どこか公園かマックにでも行こうかと思っていると
「牧野先生!?」と声をかけられた。

振り向くと澪奈さんが立っていた。

いつもとは違い、髪をくるくると緩く結ってアップにしていて凄く綺麗でドキリとした。

「先生どうしたんです? ずいぶん早いですね」

「アパートにいても落ち着かないし、もし何かで遅れると悪いしと思って早く出たんですけど何か早く来すぎちゃって」

「そうなんですか……でもああ、やっぱりスーツ姿……凄くいぃ……」と潤んだ瞳で見つめる。

「この前も見たじゃないですか」

「やっぱり都心で見ると5倍イケてます……しゃ、写真撮りましょ!!」

うーんさすがにエリナの親戚だけあって同じ行動だ……

パシャリコパシャリコ

澪奈さんは
「ふー大満足!!!
式まで時間ありますけど、もう控え室に入られます? それかホテルのカフェにでも?」とたずねた。

「いや、なんか……緊張して落ち着かないので、ちょっとそこら辺を散歩でもしてきます」と僕は言った。

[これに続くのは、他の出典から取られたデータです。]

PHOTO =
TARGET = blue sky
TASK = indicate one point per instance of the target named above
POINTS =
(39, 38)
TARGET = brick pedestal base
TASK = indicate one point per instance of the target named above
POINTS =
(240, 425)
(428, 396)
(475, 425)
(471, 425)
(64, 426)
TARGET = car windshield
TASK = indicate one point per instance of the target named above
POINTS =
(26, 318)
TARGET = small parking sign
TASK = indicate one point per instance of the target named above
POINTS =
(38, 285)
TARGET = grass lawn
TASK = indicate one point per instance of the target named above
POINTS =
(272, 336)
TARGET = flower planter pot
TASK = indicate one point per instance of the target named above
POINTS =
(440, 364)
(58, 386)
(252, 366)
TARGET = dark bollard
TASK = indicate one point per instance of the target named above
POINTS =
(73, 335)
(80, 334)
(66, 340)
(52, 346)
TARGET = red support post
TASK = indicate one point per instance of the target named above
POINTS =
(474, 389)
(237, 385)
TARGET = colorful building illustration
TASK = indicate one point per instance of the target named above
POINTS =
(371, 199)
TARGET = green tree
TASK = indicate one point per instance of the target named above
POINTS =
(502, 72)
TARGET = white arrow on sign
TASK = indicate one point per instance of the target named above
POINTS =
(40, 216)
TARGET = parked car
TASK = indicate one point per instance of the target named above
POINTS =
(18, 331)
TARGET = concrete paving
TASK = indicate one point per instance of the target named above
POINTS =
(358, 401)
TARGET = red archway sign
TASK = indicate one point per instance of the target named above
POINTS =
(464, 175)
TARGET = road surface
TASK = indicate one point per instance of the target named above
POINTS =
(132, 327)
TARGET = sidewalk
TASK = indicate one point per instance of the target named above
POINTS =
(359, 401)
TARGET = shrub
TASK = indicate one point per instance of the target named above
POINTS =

「何かあったら心配ですので、わたしも一緒に歩いていいですか!?」

「ど、どうぞ……っていうか良いんですか?勝手に出て」

「だいたい準備は整いましたし、担当先生を接待するのが編集の勤めですから。
やったー先生独り占め!」と言いながら澪奈さんはぴょんぴょん跳ねる。

二人でテクテクとアテも無くオフィス街をブラついていると
「あら先生、その腕時計?」と覗き込まれた。

僕はスーツの袖をまくって
「これお爺ちゃんの形見なんです。すごく古いけどしないよりかマシかと思って……みすぼらし過ぎますか?」と見せた。

「やっぱり!ミルガウスじゃないですか!」

「え? 有名なものなんです?」

「アンティークもので今一番人気があるんですよ。程度にもよるけど400万くらいはしますよ!!やだ先生めっちゃオシャレ!!!」

「よ…400??おじいちゃんが退職祝いに買ったとか言ってけどそんなお宝だったとは……」

「先生!ほら見て」と澪奈さんは自分の腕時計を見せた。

細い手首には不釣り合いな大きさだが、白い文字盤にオレンジのアクセントが華やかだ。

「可愛いですね」と言うと
「先生のものの新型なんです。やっぱり私たち気が合いますね!」

うーん、気が合うのはお爺ちゃんでは?

少し歩くとかなり大きな敷地が鉄板の仮囲いで覆われている。

「こんなビジネス街に何ができるんですか?」

「超富裕層向けのタワマンだそうです。4LDKで5億円だそうですよ。
先生もいずれ日本を代表する作家におなりになるのですから、こういった所にお住まいにならないと」

……5億…さくら荘に800年以上住める……

何気なく借囲いに掲げられた完成予想図の間取りを見る。

僕は
「さすが5億ション、凄い広いですね」とつぶやくと澪奈さんは目を輝かせて
「住めば慣れるものですよ。それに二人で住めばちょうど良くなります。そして三人、四人となり……」とつぶやいた。

「な……何の話です?」

「ま、まぁ仮定の話ですよ。あ、こっちモデルルームがありますよ!ちょっと行ってみましょ!見ると考えが変わるかもしれませんから」と手を引かれた。

その時、
「すみません、少しよろしいですか?」と声をかけられた。